Le projet de loi de programme relatif à la mise en oeuvre du Grenelle
de l'Environnement sera discuté à l'Assemblée nationale à partir du 6
octobre prochain. Son article 55 instaure notamment une taxe
kilométrique sur les poids lourds visant à réduire les impacts
environnementaux du transport de marchandises, dont le produit sera
affecté à l'AFITF. De son côté, l'article 55 du projet de loi de
finances pour 2009 décrit les modalités précises de cette taxe, dont la
réalité ne fait plus de doute. Elle devrait s'appliquer en France en
2012 après une expérimentation en Alsace en 2011. Cela, au grand dam
des organisations professionnelles de transporteurs qui continuent de
considérer que cette taxe d'usage des infrastructures coûtera plus cher
à percevoir qu'elle ne rapportera à l'Etat. Une de leurs demandes a
cependant fait son chemin à l'Assemblée nationale, où la Commission des
affaires économiques vient de modifier le projet de loi en y
introduisant le principe d'une « compensation ». Selon le nouveau texte, «
des mesures seront mises en oeuvre pour compenser directement ou
indirectement cette taxe et la répercuter sur les bénéficiaires de la
circulation des marchandises ».
Il s'agissait d'une demande des transporteurs qui exigeaient que la
nouvelle taxe écologique, si elle entrait en vigueur, soit compensée
par la suppression à due proportion d'une autre taxe et notamment de la
taxe professionnelle. Quant à la répercussion, le problème est
d'appliquer aux marchandises une taxe grevant la circulation des poids
lourds qui les transportent. La taxe sera payée par les propriétaires
ou les locataires des véhicules qui peuvent transporter plusieurs
envois de plusieurs expéditeurs.

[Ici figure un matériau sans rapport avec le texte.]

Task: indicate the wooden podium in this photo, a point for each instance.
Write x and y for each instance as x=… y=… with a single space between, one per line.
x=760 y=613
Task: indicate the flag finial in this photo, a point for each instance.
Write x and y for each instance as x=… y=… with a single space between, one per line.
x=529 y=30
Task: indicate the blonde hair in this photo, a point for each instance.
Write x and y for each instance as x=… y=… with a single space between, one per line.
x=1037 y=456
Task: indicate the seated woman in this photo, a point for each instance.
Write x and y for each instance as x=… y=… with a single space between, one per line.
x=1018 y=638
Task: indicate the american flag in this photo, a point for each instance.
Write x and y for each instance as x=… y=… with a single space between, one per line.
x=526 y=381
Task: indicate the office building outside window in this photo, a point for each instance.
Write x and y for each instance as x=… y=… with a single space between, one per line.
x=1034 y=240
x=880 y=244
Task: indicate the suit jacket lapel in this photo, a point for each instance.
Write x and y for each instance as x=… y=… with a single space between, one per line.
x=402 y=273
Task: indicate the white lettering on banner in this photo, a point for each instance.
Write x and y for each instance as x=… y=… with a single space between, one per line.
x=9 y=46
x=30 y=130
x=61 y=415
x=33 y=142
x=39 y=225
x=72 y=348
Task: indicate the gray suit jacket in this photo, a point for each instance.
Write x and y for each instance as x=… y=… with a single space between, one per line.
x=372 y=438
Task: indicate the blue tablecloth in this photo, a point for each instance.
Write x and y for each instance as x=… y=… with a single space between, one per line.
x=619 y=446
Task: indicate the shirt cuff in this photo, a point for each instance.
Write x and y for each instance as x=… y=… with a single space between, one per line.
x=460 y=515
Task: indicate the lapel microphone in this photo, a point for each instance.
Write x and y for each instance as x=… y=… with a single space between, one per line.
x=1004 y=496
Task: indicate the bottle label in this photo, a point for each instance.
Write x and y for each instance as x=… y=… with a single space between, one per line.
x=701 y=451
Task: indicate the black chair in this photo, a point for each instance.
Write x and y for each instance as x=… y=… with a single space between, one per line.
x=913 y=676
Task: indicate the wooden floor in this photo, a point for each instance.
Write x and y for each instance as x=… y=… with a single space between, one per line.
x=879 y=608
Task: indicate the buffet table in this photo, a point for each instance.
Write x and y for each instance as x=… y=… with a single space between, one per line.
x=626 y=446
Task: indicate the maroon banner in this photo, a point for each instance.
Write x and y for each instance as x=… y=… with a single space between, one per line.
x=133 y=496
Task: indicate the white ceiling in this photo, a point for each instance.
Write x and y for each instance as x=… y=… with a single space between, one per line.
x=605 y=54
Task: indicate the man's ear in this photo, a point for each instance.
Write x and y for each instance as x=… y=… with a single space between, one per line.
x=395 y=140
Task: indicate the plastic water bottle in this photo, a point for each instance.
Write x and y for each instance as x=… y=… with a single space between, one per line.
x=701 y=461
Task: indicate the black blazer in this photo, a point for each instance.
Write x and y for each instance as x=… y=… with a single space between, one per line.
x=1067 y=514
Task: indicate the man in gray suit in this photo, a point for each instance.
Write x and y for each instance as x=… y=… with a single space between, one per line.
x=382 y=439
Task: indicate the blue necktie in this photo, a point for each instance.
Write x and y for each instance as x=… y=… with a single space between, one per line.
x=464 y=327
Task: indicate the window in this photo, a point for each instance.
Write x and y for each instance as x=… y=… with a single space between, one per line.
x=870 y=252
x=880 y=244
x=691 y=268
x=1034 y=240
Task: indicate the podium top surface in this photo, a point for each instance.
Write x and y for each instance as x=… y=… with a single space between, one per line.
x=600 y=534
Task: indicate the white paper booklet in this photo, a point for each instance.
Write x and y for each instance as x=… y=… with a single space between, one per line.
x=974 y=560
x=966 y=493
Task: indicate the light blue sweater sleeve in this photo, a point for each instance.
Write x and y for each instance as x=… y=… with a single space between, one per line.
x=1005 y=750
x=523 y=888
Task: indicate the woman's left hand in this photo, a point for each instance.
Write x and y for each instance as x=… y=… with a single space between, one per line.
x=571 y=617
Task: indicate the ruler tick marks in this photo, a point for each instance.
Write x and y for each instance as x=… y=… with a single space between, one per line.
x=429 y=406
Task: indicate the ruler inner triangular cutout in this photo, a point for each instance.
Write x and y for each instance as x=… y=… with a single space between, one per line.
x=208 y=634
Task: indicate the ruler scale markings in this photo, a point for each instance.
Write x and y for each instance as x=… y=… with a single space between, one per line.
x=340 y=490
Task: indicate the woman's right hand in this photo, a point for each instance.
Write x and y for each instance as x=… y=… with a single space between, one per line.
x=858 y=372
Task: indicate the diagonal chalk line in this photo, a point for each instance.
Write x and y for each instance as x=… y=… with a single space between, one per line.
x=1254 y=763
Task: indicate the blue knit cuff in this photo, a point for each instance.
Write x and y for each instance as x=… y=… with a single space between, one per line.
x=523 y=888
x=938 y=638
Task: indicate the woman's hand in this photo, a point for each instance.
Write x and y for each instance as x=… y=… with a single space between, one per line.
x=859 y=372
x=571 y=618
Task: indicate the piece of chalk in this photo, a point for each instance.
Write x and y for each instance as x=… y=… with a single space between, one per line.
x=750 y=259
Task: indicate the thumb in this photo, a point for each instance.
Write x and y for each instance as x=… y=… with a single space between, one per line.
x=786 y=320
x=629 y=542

La question se pose -le projet de loi
le reconnaît désormais- de savoir comment le montant de la taxe sera
répercuté entre les différents chargeurs. Les organisations de
transporteurs suggèrent un barème indicatif d'aide à la répercussion
qui serait établi et publié par le Comité national routier (CNR). Le
cadre juridique serait celui que le CNR avait utilisé en 1989 pour
publier une « tarification routière de référence » qui devait aider les transporteurs après la suppression de la tarification obligatoire (TRO).